Eine Frau sitzt auf einem Barhocker in einem Gastraum
Viktoria Dockenfuss sucht für ihr „TheHeartsHotel“ in Braunlage vor allem geduldiges Personal – doch das sei schwer zu finden. © Deutschlandradio / Michael Frantzen
Von einer Auslastung, wie sie um diese Jahreszeit üblich war, seien sie weit entfernt. Die Restaurants zwischen Harz und Nordsee hätten im Dezember 80 Prozent weniger Umsatz gemacht, erklärt sie. Bundesweit im Gastgewerbe sei jeder vierte Job verschwunden. Auch ihrem Hotel falle es immer schwerer, Personal zu finden – geduldiges Personal.

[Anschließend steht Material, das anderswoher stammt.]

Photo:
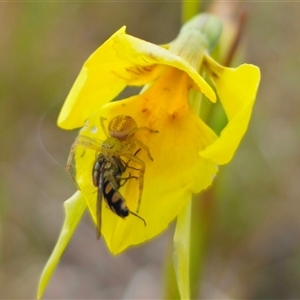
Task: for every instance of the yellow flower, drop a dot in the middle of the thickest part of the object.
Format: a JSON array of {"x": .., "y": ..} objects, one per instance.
[{"x": 186, "y": 152}]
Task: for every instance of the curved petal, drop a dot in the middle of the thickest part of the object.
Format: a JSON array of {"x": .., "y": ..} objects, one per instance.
[
  {"x": 122, "y": 60},
  {"x": 96, "y": 84},
  {"x": 236, "y": 88},
  {"x": 175, "y": 173}
]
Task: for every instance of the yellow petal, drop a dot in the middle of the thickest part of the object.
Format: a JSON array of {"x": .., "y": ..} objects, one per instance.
[
  {"x": 96, "y": 84},
  {"x": 176, "y": 171},
  {"x": 74, "y": 209},
  {"x": 236, "y": 88},
  {"x": 122, "y": 60}
]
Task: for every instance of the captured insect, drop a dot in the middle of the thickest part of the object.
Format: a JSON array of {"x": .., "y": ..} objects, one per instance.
[{"x": 114, "y": 156}]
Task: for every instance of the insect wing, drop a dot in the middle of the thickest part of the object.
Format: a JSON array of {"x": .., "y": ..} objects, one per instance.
[{"x": 99, "y": 204}]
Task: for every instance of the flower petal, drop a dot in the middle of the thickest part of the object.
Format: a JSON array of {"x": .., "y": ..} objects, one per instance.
[
  {"x": 176, "y": 171},
  {"x": 74, "y": 208},
  {"x": 96, "y": 84},
  {"x": 237, "y": 90},
  {"x": 122, "y": 60}
]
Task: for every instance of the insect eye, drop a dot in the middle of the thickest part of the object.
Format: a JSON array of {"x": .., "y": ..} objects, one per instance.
[{"x": 120, "y": 126}]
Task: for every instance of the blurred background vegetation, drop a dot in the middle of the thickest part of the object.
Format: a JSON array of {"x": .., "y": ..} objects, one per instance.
[{"x": 253, "y": 249}]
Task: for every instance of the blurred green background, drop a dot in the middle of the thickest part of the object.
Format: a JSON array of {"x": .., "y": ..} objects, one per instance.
[{"x": 253, "y": 249}]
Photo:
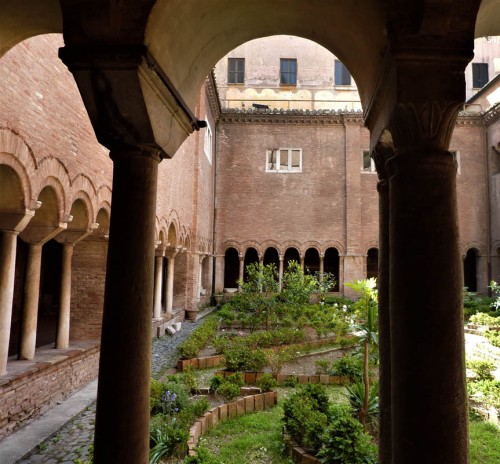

Um die Hälfte weniger Umsatz

In Schierke, auf der anderen Seite des Brockens, in Sachsen-Anhalt, erinnert sich Ortsbürgermeisterin Christiane Hopstock an den Beginn des Winters: „Das war von den Besucherzahlen schon etwas weniger als sonst. Es war eine ganz komische Zeit, wenn man abends durch den Ort gefahren ist, am Wochenende - und es waren nur sehr wenige Gäste da.“
Im Sommer war es anders. Anfang Juli kam zum Beispiel auch Bundespräsident Frank-Walter Steinmeier. Es sollte auf den Brocken gehen. „Er hat wirklich verlangt, dass die Leute von der Basis kommen“, erzählt Hopstock. „Ich durfte also noch unseren Feuerwehr-Hauptmann mitnehmen. Er hat gesagt: 'Ich möchte wirklich mit den Leuten, die hier vor Ort wirken, ins Gespräch kommen.' Das war auch so.“
Jens Weidlich, Hopstocks Stellvertreter und Inhaber des „Brocken Stübchen“ und des „Café am Kurpark“ weiß, wie es ist, wenn der Umsatz um die Hälfte einbricht. Aber er sagt, er bleibe dank staatlicher Überbrückungshilfen und Kurzarbeit optimistisch. An das Prinzip Hoffnung klammert sich auch Christiane Hopstock. Sie hoffe, dass man sich im Jahr 2022 wieder auf der Straße begegnen könne, dass wieder Normalität einkehrt in Schierke.